On Sun, 14 Jan 2024, amindfv--- via Haskell-Cafe wrote:
I have a function that's called many (many) times, which involves a saturating addition (addition without overflow).
In other words, I'd like ((254 :: Word8) + 10) to equal 255 (which is maxBound::Word8), not 8 (which is what you get with overflow).
My current code, without particular regard to performance, is simply:
satAdd :: Word8 -> Word8 -> Word8 satAdd x y = let m = x + y in if m < x then 255 else m
This seems like the type of code somebody's already worked on the performance for, though I can't find much Haskell-specific in searches online.
LLVM is pretty good at optimizing such code snippets. You may first watch
what code it generates. I guess you do not have to apply manual
optimizations. But you might be curious how LLVM translates your code.
The CPU sets a flag when it encounters a carry (aka unsigned overflow).
Then it has an instruction for doing a conditional move. That is, even
without special saturated arithmetic instructions, unsigned saturated
addition can be done in two or three basic instructions.
LLVM also has a saturating add intrinsic:
https://llvm.org/docs/LangRef.html#saturation-arithmetic-intrinsics
x86 provides saturating addition in its SSE and AVX subsystems.
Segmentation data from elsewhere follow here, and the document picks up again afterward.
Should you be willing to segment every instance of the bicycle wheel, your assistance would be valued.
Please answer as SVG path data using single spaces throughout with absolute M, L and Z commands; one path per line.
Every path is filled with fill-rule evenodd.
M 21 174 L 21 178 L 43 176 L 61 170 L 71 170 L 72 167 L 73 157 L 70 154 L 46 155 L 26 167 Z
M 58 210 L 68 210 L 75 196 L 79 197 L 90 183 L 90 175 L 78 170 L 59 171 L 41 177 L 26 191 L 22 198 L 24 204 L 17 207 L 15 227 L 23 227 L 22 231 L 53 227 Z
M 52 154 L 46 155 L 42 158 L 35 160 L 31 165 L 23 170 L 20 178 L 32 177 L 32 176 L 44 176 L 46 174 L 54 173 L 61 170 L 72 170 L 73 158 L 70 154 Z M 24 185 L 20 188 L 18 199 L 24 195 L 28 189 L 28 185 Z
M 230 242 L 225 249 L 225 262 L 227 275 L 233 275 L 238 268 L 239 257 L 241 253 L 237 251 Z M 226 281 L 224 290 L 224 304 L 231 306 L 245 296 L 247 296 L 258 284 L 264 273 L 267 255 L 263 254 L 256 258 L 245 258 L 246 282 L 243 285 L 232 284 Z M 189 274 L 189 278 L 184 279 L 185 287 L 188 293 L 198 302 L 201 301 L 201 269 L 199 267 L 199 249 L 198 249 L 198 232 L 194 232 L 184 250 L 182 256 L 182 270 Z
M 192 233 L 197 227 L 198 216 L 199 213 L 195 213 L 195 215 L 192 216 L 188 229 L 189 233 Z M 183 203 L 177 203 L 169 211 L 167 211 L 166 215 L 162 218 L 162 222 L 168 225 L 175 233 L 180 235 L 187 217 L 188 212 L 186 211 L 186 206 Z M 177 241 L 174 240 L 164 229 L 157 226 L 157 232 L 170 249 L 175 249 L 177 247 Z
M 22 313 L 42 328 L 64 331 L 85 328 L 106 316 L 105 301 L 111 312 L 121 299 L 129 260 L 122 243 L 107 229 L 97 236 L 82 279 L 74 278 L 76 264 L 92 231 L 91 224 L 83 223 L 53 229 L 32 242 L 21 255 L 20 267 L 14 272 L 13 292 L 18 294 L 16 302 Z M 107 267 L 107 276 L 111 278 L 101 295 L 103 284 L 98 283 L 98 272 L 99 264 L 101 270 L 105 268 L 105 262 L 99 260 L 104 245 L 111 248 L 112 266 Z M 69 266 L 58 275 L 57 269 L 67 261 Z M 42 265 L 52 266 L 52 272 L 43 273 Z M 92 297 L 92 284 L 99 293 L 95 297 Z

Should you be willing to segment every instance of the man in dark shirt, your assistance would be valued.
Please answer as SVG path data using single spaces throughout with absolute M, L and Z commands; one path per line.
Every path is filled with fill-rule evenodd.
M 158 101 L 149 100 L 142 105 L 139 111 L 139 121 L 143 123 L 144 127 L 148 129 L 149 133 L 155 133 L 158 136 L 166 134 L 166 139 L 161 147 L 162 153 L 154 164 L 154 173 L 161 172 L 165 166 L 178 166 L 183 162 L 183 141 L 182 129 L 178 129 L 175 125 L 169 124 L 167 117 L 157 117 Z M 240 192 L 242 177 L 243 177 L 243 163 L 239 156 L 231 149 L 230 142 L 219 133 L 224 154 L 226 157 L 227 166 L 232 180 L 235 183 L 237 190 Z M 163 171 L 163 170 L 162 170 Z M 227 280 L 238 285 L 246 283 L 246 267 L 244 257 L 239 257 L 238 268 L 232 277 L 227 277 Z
They even
allow you to perform up to 64 byte additions in one instruction. I have
looked up that x86 has PADDUSB instruction.
Ok, lets watch LLVM:
$ cat saturated-add.ll
target triple = "x86_64-unknown-linux-gnu"
define i8 @satAdd(i8 %x, i8 %y) {
%m = add i8 %x, %y
%carry = icmp ult i8 %m, %x
%satSum = select i1 %carry, i8 255, i8 %m
ret i8 %satSum
}
$ llc-17